海域のプレート境界の固着範囲の検出を目的として、10年以上、GNSS-A観測の研究をライフワークとして進めています。
海底観測を長く継続することは非常に大変であり、海上保安庁が10年以上の長期データを蓄積されたことに敬意を表します。
さらに観測網が拡大している昨今、船以外の選択肢を次々に投入できる体制構築を進めたいと考えています。
横田 裕輔 准教授 研究者プロフィール:https://www.iis.u-tokyo.ac.jp/ja/research/staff/yusuke-yokota/
発表内容
海上保安庁では、南海トラフ地震想定震源域におけるプレート境界の固着状態の把握のため、海底地殻変動観測網「SGO-A」においてGNSS-A(注3)観測を行い海底のわずかな動き(地殻変動)をモニタリングしています。海上保安庁のデータを使った南海トラフの固着状態の推定については、2016年の先行研究では固着の空間不均質性を発見しましたが、観測データの期間・精度が十分でなかったため、時間的な変動までは捉えることができませんでした。2020年の先行研究(プレスリリース①)では、スロースリップ(注4)の検出に成功し、固着の時間変動を示唆する結果が得られました。この度、本研究チームは、海上保安庁の継続観測によるさらなるデータの蓄積があったことと、解析技術の高度化が実現したことで、大きな地震活動のない直近11年間の長期の観測データから固着状態の時間変動の空間パターンを把握することに初めて成功しました(図1、図2)。

図1:(左)本研究で推定したすべり欠損速度の全期間の最小値の分布。すべり欠損速度は固着状態の指標となり、赤色の濃い領域が長期にわたって固着が強い範囲を示す。
(右) すべり欠損速度の平均値と最小値の差の分布。浅部側の時間変動が大きいことを示す。
地殻変動の観測データからは、「すべり欠損速度」と呼ばれるプレート境界面の固着の強弱の指標となる量の推定が可能です。2013年から2023年までの11年間の観測データから4年平均のすべり欠損速度を1年ごとに推定した結果(図2)、場所によって時間変動のパターンが異なることが分かりました。時間変動するすべり欠損速度の最小値の分布を示したのが図1です。最小値が大きい領域(赤部)は時間変動が少なくかつ固着が強い領域を示しており、巨大地震の原因となる安定した固着域であると考えられます。安定した強い固着域は海岸沿いの近くの海底下のプレート境界に、対して固着が時間変動する領域は概ね海岸から50 km以上離れた沖合の海底下のプレート境界に分布することがわかりました。このような固着状態の時間変動の空間パターンの把握は、将来発生する可能性のある巨大地震の性質の把握に重要であり、地震予測シミュレーションなどの研究の進展に貢献するとともに、国や地方公共団体等が行う地震防災対策に役立てられることが期待されます。

図2:2013-2023年の11年間の4年ごとに推定されたすべり欠損速度の分布の変化
海上保安庁では、今回の研究で用いた観測点に加え新たな観測点を設置・観測を開始しており、今後の長期継続観測によって、今回の研究では十分な精度で把握することが困難であった南海トラフ地震想定震源域の西端や南端といった境界領域での振舞も明らかになると期待されます。また、東京大学 生産技術研究所の横田 裕輔 准教授らは、南海トラフ沿いのGNSS-A観測が、現在は有人船舶で実施され多大なリソースを要している状況を踏まえ、無人機の活用など新たな観測体制の構築が求められている中で、海上観測プラットフォームの技術開発(例:プレスリリース②)を進めています。

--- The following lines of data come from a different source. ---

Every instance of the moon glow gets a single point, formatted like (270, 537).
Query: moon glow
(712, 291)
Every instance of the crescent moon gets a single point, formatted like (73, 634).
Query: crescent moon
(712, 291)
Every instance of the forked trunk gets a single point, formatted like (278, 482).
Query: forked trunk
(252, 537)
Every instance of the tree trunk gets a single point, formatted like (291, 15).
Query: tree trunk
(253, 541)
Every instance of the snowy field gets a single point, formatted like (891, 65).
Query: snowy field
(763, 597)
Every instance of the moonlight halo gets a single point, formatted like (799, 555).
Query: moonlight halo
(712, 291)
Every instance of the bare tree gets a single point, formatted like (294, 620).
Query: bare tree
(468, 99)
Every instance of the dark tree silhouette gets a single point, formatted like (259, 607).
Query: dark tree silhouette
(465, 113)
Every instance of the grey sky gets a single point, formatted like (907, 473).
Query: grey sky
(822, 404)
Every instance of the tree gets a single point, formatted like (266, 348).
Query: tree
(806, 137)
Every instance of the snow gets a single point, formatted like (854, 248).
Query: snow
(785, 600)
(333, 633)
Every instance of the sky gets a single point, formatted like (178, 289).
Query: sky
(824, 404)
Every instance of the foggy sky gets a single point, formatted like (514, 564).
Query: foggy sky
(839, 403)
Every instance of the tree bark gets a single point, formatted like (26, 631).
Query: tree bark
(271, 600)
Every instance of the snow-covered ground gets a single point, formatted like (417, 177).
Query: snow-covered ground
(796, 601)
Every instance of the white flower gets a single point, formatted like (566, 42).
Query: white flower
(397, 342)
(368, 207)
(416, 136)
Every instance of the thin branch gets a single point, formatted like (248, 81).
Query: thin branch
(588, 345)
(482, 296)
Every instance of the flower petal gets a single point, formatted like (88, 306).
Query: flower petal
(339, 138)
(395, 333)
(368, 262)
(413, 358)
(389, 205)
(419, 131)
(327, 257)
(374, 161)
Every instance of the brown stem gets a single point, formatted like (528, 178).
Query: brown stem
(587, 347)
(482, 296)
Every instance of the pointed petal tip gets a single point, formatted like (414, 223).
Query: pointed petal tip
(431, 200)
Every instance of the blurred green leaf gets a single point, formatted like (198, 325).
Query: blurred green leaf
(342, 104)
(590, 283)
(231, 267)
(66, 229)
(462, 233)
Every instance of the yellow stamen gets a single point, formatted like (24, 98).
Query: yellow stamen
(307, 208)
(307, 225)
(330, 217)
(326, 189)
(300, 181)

なお、本研究成果は6月3日(英国夏時間)に学術誌「Earth, Planets and Space」にオンライン公開されました。
関連情報
「プレスリリース① 観測の困難な海底下における「ゆっくりすべり」を検出 ~南海トラフ地震発生過程の解明に前進~」(2020/01/16)https://www.iis.u-tokyo.ac.jp/ja/news/3223/
「プレスリリース② 海面に着水したUAVによるセンチメートル精度の深海底位置計測に成功――船やブイに依存しない高速かつ高機動な海底観測が可能に――」(2025/07/24)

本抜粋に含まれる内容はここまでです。